AG: I would never second guess four or five hundred years of tradition. If I'm going to put my money on anything, it'll be on that. We're not on the fringe?we're at the epicenter. We are the traditional pizza. The hardest challenge wasn't figuring out if people were liking the pizza, it was figuring out if we were doing justice to the tradition. Honestly, who gives a shit about what everyone thinks? It was more, us over here, are we doing things right? I'll tell you, it was a learning curve. Our pizza today is exponentially better than the first day we opened.
JT: Absolutely, and there are a lot of reasons for that, too. The hardest thing to do is fight this climate. It's everything, really, about this area that makes what we do difficult, so there is a learning curve. You do have to watch the dough and adjust. This is probably one of the only places in the country where, consistently, the temperature, the humidity?everything changes, and not just in the summer, but year-round. It's crazy.
AG: The dough in this humidity is a challenge, but, the real challenge was more, "Are we doing this correctly?" and not "Are people going to like it?" There's going to be enough people who understand it. I've never had any doubt about that. We don't let it come from the outside. We have it come from the inside. We challenge ourselves. We're pursuing that perfection, which we'll never achieve, of course. No matter how much you try, you'll never get there, but you still have to try.
JT: Week by week, month by month we do better. One of the biggest things is that the bread we're doing here came from somewhere else, and it has to make it's little home here. I've never opened a Neapolitan pizza restaurant before, either, so to work with this crazy oven...
It seems almost like a living creature...
AG: Yeah, you have to accomodate your expectations to the oven because the oven can change. It's like a person. You kind of have to ask, "Where are you at today, baby?"
JT: It's just another thing that makes what we do difficult. We're on our fifth supplier of wood because we can't get what we want all the time.
AG: Wood's a natural product. It's the same thing when we go get tomatoes because it's like, "Who has the best tomatoes this week? That's who we're buying from." The wood is a very...it's not a standard product. It doesn't come out of a box. The temperature affects the dough, the wood affects how the pizza oven cooks, and what was going on earlier in the oven affects what will happen later.

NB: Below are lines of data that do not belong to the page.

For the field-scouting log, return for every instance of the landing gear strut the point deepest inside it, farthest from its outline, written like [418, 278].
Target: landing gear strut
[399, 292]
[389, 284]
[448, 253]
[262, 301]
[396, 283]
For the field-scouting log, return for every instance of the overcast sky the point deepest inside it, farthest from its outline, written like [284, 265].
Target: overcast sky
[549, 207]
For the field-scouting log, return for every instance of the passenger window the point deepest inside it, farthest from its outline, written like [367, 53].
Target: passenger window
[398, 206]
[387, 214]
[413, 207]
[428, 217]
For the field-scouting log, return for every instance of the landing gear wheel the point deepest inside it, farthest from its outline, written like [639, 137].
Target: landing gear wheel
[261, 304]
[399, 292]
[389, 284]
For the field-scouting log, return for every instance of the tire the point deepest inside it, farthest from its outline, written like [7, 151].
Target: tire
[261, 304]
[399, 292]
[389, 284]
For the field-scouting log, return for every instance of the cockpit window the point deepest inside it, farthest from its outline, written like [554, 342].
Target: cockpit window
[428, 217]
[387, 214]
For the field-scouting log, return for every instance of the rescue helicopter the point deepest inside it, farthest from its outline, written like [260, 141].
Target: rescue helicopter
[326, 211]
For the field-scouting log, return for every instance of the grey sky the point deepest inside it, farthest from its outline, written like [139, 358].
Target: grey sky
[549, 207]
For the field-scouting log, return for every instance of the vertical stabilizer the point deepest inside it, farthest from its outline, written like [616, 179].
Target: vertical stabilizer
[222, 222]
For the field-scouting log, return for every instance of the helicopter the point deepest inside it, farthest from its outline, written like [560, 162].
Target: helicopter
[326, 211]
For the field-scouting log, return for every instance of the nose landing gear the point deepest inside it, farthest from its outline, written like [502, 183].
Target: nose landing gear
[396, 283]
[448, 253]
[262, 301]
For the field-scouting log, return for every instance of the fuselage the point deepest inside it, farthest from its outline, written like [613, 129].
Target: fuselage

JT: One of the things is...if I were to step away from this place for two or three weeks, when I got back, I'd be making awful pizzas because the wood would be different. Every single batch of flour that we get is different. Flour's nothing but a giant sponge. Every time you make dough, you have to look at it. Before you pull it out of the mixer, you have to touch it and make sure that it's right.
Through my whole career, I've always been obsessive about being the best and put myself in a position to control everything, but here, I can't control everything. I buy wood and flour and I try to make the best product I can. The biggest difference with what we do from the rest of the pizza world is that I don't think of what we do as cooking. It's a craft. It's not the same everyday. It's like making cheese or making beer...
AG: Or like being a carpenter, like grabbing a raw piece of wood. You grab a raw ingredient and enhance it, and to do that you have to go with the grains.
JT: It's much more challenging than anything I've ever done before.
Moving forward, what's the vision for the upcoming year?
JT: I'd like to get rich [laughs]. No, someone asked me that the other day -- "What's new and exciting at Ancora?" and I was like, "Pizza." That's what we do and, to a certain extent, I don't want to change anything we do. I like we do what we do because that's what makes me happy. As far as I'm concerned, moving forward, I'd like to control as much as I can. I'd like to grow the produce that we use, I'd like to raise the pigs that we use. And again, it's not necessarily that I want to do it cheaply?it's that I want to be able to do it as close to the way it's done in Italy (like feeding the pigs acorns), and make sure that the finished product is the way it should be.